Once we got to Szentendre, we treated ourselves to a beloved Hungarian treat, a langos. This is some yeasted deep fried dough topped with garlic, sour cream, and cheese. Although the cheese on top looks unmelted here, it quickly becomes so from the heat of the fried base.

Langos, Szentendre, Hungary

One could easily spend a few hours just walking around Szentendre and taking in the sites. Although it is touristic, it’s not unbearably so, and plenty of native Hungarians visit it as well. You could also do some tours if you get the timing right:

After eating our langos, Alex and I walked around the town for a good while before getting back on our bikes and heading back to Budapest before it got dark. There are plenty of places to stay around town though, if you want more time or if you’re too tired to bike back. I would opt for the Dunakavics XIII Apartman Hotel, Mathias Rex, or this one-bedroom apartment if you do stay over.

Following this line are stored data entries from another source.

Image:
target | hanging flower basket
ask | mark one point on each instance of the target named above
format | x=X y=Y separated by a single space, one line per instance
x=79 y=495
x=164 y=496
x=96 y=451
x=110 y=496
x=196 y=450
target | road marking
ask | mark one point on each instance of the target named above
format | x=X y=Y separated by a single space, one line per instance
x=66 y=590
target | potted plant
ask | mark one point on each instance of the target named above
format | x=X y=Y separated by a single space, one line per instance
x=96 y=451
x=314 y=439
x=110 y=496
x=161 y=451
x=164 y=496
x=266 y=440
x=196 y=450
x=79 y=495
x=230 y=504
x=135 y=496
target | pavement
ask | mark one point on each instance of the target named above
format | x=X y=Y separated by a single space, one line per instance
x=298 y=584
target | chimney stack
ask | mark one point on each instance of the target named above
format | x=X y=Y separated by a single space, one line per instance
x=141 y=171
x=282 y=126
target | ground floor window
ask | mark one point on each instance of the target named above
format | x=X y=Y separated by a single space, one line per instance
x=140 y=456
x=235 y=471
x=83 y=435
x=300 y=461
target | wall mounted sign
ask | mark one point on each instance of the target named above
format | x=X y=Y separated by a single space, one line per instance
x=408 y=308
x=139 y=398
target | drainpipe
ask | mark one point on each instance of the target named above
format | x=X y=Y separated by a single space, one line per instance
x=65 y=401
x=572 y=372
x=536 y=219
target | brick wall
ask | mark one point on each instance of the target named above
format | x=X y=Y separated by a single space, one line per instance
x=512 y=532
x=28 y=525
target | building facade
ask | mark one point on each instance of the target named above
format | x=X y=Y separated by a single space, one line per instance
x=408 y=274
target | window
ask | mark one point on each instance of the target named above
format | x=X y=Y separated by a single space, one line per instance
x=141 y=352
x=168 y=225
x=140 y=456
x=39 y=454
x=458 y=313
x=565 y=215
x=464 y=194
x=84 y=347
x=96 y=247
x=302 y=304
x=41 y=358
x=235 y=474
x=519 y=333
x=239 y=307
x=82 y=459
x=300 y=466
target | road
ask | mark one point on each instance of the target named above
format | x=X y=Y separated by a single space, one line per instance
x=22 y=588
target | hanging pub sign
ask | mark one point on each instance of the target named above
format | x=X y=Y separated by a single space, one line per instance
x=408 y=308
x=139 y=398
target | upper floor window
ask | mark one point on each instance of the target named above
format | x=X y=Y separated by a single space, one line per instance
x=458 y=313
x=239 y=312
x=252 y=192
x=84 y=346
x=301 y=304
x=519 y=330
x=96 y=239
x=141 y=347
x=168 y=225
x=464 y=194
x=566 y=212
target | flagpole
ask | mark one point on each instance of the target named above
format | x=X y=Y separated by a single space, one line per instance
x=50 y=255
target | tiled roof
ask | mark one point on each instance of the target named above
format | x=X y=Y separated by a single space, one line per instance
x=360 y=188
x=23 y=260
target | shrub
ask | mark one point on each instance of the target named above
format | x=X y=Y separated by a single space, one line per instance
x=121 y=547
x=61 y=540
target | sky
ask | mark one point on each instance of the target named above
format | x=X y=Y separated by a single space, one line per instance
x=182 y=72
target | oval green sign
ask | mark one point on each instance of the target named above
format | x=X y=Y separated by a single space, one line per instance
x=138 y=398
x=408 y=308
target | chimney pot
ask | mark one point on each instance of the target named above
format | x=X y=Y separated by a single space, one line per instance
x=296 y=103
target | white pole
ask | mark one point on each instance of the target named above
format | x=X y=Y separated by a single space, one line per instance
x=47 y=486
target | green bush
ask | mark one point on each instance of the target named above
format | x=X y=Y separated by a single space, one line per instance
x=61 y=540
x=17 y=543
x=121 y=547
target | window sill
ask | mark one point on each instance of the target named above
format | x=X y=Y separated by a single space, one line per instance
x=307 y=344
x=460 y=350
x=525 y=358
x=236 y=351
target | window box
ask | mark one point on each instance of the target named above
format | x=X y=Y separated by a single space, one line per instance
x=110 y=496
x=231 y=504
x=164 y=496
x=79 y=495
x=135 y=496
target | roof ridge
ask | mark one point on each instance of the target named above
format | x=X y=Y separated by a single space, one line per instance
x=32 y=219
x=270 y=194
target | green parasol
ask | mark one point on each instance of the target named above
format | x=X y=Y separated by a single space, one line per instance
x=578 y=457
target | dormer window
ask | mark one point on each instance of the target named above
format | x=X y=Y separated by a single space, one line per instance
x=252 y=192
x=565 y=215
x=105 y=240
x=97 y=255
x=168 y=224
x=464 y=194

Other Ways to Get from Budapest to Szentendre

I’m not going to lie here: doing a 50 kilometer round-trip bike ride is not for everyone, especially if you’re not an experienced cyclist. I myself bike around the town where I live and hit the gym pretty often, but I was still feeling my thighs the next day!

If you’re uncomfortable with cycling, or don’t think you can go the distance, then there are plenty of other ways to get from Budapest to Szentendre.

  • By Train– the easiest and most popular way is to simply take the train (which you can take your bicycle on if you just want to do the bike trip one way).
  • By Boat- If you’re looking for something a bit more romantic, a boat trip is also possible

There are also some great day tours:

And there you have it! All you need to know for biking from Budapest to Szentendre.